Il avait fait les stages contre la douleur, la fatigue, la peur, et en était sorti major de promotion. Mais il n'avait pas fait celui contre l'écœurement. Et ne se sentait même pas la force de l’inventer !

Mais pourquoi, pourquoi son « Crash system » n’avait-il pas fonctionné ? Comment avait-il pu se tromper autant dans ses calculs ? Si seulement cela avait réussi, les deux gorilles, à cette heure, seraient sur la trace d’Amin Bin Aktar ! Et qui sait, peut-être même seraient-ils déjà en train de le ramener en Suisse, par le premier vol d’Air France, en First ? Dégustant une bonne bouteille d’huile de fois de morue « La Villageoise » saveur bloc de tarte tatin, avec morceaux…

Et San-Milton, qui lui avait dit « Je m’en occupe, va, je vais essayer à ma façon… Laisse-moi avec ce guelu dans la canfouine !(1) » saurait-il tirer plus de deux mots de ce Brahim Ishmir ?

C’était leur seul lien vers l’homme de main de Saddam, presque aussi dangereux que son maître…

 

  Les rapports arrivant tous les jours sur le bureau du général Boll, chef suprême du service Action Muscles dont Crash dépendait le disaient : il se tramait quelque chose pour libérer le dictateur, qui croupissait depuis longtemps dans un cachot de l’école J.J.O.. Une succession d’attentats, ou une attaque du Pentagone, personne ne pouvait exactement le dire encore… Mais, selon les témoignages qui se multipliaient de par le monde, tout allait se déclencher dans un délai très court. Et quand on savait de quoi était capable le sinistre despote, même enfermé dans une geôle, on préférait vérifier !
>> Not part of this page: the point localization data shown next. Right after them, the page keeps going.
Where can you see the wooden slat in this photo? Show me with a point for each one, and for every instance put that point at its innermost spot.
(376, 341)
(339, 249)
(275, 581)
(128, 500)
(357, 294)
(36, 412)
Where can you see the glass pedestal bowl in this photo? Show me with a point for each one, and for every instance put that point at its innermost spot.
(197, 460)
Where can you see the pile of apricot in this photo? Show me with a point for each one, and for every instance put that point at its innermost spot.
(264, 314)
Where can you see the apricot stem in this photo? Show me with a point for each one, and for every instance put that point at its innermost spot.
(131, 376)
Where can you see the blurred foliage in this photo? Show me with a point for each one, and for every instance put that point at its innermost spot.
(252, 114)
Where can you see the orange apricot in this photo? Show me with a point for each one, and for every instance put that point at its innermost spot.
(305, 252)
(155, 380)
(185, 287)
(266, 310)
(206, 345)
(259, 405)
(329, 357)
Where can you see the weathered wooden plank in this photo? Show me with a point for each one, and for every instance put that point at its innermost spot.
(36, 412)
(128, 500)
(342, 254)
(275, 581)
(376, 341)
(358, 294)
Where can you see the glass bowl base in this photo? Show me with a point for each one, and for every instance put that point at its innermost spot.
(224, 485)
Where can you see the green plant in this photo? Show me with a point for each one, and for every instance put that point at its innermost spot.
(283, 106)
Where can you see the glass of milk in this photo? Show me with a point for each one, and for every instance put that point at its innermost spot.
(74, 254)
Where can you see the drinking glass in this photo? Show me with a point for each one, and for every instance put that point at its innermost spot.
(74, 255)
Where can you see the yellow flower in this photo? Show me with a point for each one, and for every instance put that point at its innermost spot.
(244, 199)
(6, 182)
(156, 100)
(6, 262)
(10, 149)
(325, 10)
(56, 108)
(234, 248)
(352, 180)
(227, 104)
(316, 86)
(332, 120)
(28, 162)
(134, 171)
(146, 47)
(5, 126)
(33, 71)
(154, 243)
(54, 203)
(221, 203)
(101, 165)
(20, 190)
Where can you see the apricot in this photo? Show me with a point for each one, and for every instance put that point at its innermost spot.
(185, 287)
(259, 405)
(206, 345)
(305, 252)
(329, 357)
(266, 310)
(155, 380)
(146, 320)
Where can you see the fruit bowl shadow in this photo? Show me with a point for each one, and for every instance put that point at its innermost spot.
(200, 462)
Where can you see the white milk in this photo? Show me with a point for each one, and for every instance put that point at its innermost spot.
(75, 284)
De dépit, il donna un coup de pied dans une boîte de conserve Daucy qui traînait, laissée là par un touriste sans scrupules. Aussitôt, il y eut une explosion assourdissante ! Une colonne de fumée grise jaillit, qu'on pouvait voir jusque de l'autre côté de la ville !

 

*  *

*



(1) Nous parlons ici de la frustration de Crash, et non pas du jeu d’échecs, sinon nous aurions ajouté un S et la phrase n’aurait plus été accordée. D’ailleurs, quand nous parlons de phrase accordée, nous traitons de grammaire et non de violons, pas plus que de cornemuses ni de turlusiphons à piston ténor !

(1) Nous avons la flemme d’aller vérifier le cours du kyat, la monnaie birmane. Mais, à la louche à caviar, ça doit donner approximativement ça.

(1) Laisse-moi tout seul avec ce type dans le chambre, en vaudois.